By Ginger Kuenzel, DLE Alum, Speaker, Author, Editor, Translator, Corporate Consultant, Adirondacks Enthusiast, Hague, NY/ Englewood, FL
Two years ago, I was invited to write an essay about a painting by a local Florida artist. The painting was of a dock, with a line looped around a post—no boat and no people. Beyond the dock was the clear blue water of the bay and a narrow passage between two barrier islands. I was scheduled to read my essay to an audience in March of 2020. But COVID hit, and the event was canceled—that year and the next. When it was finally rescheduled for February 23, 2022, my essay had become incredibly timely. It was on February 24 that Russia invaded Ukraine, sparking a refugee crisis of proportions not seen since World War II.
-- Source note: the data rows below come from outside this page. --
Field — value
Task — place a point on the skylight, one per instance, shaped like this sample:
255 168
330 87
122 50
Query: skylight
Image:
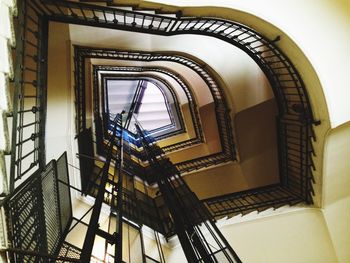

As I untied the line and pushed off from the dock, I knew I was untethering myself from life as I had known it. Moments later, after sailing through the pass, I turned to look back at the dock. But it was out of sight, and I was moving on. No turning back now.
I’ve set sail into the unknown a few times in my life. And I’ve met others along the way who had done the same—albeit under very different circumstances.
There was Andreas who, as a four-year old, was hoisted aboard a dank, dark cattle car with his mother in 1945, leaving behind their home in Czechoslovakia. As ethnic Germans, they were being deported from this region, where their ancestors had settled centuries earlier.
World War II was over, and the Czechs wanted all ethnic Germans gone from their country. It was understandable. Many Czechs had suffered grave atrocities at the hands of the German soldiers after Hitler annexed this region in 1938. ‘Never again!’ they vowed.
Andreas, along with his Mama and a few of the other refugees, ended up in a tiny farming village in the hills north of Frankfurt, where the locals were forced to feed, clothe and house them until they could make it on their own.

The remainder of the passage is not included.